Wbrew powszechnemu przekonaniu, nie jest to kwestia czyszczenia. Te czarne plamy są zazwyczaj spowodowane nagromadzeniem wilgoci w powietrzu, która skrapla się na zimnych ścianach. W rezultacie pleśń rozwija się, często w słabo wentylowanych narożnikach, za meblami lub w pobliżu okien.

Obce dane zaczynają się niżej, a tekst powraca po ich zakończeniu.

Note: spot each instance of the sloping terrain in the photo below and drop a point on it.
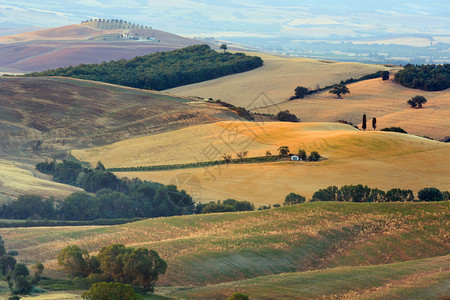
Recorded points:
(278, 78)
(17, 179)
(382, 160)
(79, 44)
(217, 248)
(383, 100)
(49, 116)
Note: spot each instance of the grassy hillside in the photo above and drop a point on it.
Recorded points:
(383, 100)
(352, 157)
(49, 116)
(419, 279)
(278, 78)
(76, 44)
(217, 248)
(17, 179)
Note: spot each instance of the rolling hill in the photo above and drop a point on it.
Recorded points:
(43, 117)
(80, 44)
(382, 160)
(278, 78)
(210, 249)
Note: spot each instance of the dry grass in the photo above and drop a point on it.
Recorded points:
(377, 159)
(383, 100)
(216, 248)
(278, 78)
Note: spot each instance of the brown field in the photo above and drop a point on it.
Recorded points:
(40, 117)
(278, 78)
(17, 179)
(378, 159)
(383, 100)
(78, 44)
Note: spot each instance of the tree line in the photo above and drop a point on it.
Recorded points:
(360, 193)
(162, 70)
(424, 77)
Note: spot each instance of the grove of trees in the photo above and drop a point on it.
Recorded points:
(138, 267)
(424, 77)
(162, 70)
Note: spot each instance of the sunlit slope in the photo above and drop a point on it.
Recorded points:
(16, 179)
(379, 99)
(215, 248)
(379, 159)
(418, 279)
(278, 78)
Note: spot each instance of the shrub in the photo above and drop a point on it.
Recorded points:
(430, 194)
(293, 198)
(394, 129)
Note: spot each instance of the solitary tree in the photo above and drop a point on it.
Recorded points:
(300, 92)
(293, 198)
(417, 101)
(339, 89)
(284, 151)
(227, 158)
(224, 47)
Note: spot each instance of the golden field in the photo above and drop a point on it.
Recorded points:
(383, 160)
(278, 78)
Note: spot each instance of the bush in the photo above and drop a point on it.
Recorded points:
(430, 194)
(293, 198)
(286, 116)
(238, 296)
(394, 129)
(314, 156)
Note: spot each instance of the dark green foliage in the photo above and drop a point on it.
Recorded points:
(302, 154)
(417, 101)
(139, 267)
(430, 194)
(229, 205)
(293, 198)
(111, 291)
(300, 92)
(446, 195)
(360, 193)
(314, 156)
(424, 77)
(286, 116)
(399, 195)
(339, 90)
(238, 296)
(163, 70)
(283, 151)
(394, 129)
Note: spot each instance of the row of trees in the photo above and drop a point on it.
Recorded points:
(163, 70)
(360, 193)
(424, 77)
(138, 267)
(17, 275)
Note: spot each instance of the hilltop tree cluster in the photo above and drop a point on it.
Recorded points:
(163, 70)
(138, 267)
(424, 77)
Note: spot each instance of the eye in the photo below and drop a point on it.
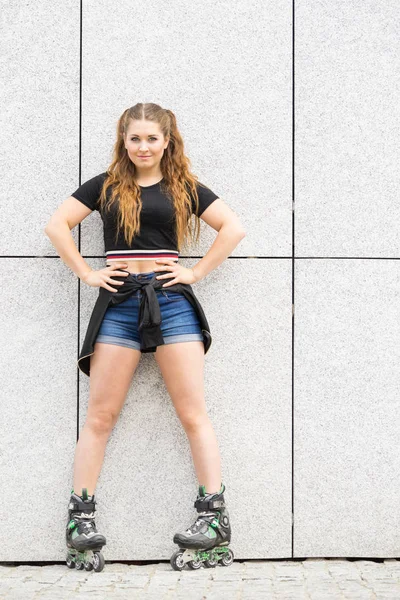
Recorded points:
(135, 138)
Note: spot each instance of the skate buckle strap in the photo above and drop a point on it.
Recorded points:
(201, 504)
(82, 506)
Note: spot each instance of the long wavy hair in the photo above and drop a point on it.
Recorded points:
(178, 182)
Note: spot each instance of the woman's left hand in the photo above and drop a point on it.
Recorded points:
(179, 273)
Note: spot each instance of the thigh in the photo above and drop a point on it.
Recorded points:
(182, 367)
(111, 371)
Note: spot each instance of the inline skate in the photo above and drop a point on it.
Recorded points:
(84, 543)
(206, 541)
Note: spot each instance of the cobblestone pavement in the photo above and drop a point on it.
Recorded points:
(311, 579)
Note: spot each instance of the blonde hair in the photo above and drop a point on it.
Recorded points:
(178, 182)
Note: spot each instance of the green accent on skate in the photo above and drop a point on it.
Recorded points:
(214, 523)
(82, 556)
(212, 554)
(210, 533)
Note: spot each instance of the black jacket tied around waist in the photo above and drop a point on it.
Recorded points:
(149, 324)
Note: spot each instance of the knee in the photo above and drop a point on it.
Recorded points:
(100, 422)
(193, 421)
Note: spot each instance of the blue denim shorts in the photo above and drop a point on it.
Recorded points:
(180, 322)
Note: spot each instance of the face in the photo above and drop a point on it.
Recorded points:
(145, 139)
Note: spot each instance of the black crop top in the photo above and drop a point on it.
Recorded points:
(157, 238)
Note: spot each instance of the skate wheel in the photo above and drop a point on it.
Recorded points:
(98, 561)
(176, 561)
(210, 564)
(227, 559)
(194, 564)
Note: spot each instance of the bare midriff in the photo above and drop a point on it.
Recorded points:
(140, 266)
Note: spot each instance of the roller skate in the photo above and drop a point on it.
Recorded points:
(84, 543)
(206, 541)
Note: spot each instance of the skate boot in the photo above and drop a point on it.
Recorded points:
(206, 541)
(84, 543)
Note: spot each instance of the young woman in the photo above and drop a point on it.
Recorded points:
(146, 199)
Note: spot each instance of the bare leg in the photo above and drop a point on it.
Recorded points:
(182, 367)
(111, 370)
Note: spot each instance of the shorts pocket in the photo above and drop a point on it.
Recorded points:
(172, 296)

Ale wilgoć może pochodzić także z bardziej odległych miejsc:
- Dyskretny przeciek w dachu lub rynnach
- Woda podnosi się przez fundamenty
- Brak izolacji powodujący powstawanie zimnych obszarów (tzw. „mostków termicznych” )
- Meble przyklejone do ścian uniemożliwiają cyrkulację powietrza
Właściwe działania, które należy podjąć przy pierwszych objawach

W przypadku małej czarnej plamki najlepiej nie czekać. Oto pierwsze kroki, które należy podjąć:
- Wietrz pomieszczenia codziennie , rano i wieczorem, nawet zimą: wystarczy 10 minut, aby odświeżyć powietrze i zmniejszyć wilgotność.
- Wyczyść miejsce mieszanką ciepłej wody i białego octu. Jeśli plama jest uporczywa, ostrożnie użyj wody utlenionej (10 części nadtlenku wodoru) .
- Odsuń meble od ściany : wystarczy kilka centymetrów, aby umożliwić swobodną cyrkulację powietrza.
- Używaj osuszacza powietrza , zwłaszcza w wilgotnych pomieszczeniach, takich jak łazienka czy pralnia.